Appen (ASX:APX) shares drop on half-year results

AI enabler Appen (ASX:APX) has seen shares drop over 3% lower in early trade after the group’s half-year results failed to excite the market. Not that the numbers were weak — far from it!

Revenue for the 6-months to June 30, 2019 was 60% higher than the previous corresponding period, coming in at $245.1 million. Underlying net profit — which excludes one-off costs associated with the Leapforce and Figure Eight acquisitions — rose 67% to $29.6 million.

An 85% jump in sales for the group’s speech & image segment (excluding the contribution from Figure Eight) helped drive the result, as did a solid improvement in Appen’s operating margins which grew from 16.8% to 18.9%. Importantly, a good part of the gain came from an increased spend from existing customers, which highlights the stickiness and value of the company’s service offering.

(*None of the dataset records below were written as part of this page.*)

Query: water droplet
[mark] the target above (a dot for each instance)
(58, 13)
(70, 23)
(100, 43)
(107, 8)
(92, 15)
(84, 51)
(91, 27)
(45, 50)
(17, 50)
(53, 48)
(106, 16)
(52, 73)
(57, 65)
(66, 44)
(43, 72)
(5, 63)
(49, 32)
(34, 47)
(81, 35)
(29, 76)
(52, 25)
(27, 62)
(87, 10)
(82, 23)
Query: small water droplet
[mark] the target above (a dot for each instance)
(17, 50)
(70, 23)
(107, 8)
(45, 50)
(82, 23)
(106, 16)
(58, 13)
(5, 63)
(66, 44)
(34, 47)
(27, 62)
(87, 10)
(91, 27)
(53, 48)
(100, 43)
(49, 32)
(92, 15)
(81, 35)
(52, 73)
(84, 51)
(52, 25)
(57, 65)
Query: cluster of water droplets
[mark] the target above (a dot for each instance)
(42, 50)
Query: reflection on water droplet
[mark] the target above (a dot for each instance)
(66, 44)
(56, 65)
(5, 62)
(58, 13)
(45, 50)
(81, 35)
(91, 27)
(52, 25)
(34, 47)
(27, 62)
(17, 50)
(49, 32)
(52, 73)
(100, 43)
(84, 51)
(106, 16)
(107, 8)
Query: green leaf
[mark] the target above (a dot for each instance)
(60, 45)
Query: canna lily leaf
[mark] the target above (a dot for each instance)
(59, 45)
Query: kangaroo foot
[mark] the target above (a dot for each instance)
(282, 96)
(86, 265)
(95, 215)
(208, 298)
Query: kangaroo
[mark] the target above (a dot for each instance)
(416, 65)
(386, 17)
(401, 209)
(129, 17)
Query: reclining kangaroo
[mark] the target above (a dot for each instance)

Management said that US based Figure Eight, which was acquired in April, is performing to plan with expected synergies and profitability pathway on track. Although the first half loss for this business came in less than expected, second quarter renewals were less than originally forecast and some larger deals had been delayed. As such the FY19 annual recurring revenue (ARR) target is now expected to come in between $30-$35 million, or around 26% below previous expectations.

This may be way we’ve seen an adverse reaction on the ASX this morning.

Nevertheless, Appen remains optimistic towards the future and sees big potential in China which has a fast growing AI industry. The company maintained full year guidance for between $85-90 million, but said it expected to report at the top end of this guidance. Given this is premised on a USD/AUD exchange rate of 74c, and the current rate is materially below this, we may in fact see a stronger result.

As for the balance sheet, Appen remains in rude good health, with the recent capital raise funding acquisitions and solid operating cash flows pushing the cash balance up to $70.8 million.

Annualising these first half numbers, Appen is on a PE of approximately 49 or a Price to sales ratio of 5.9. Given the rate of growth, that’s not actually too bad — especially in the context of current technology valuations.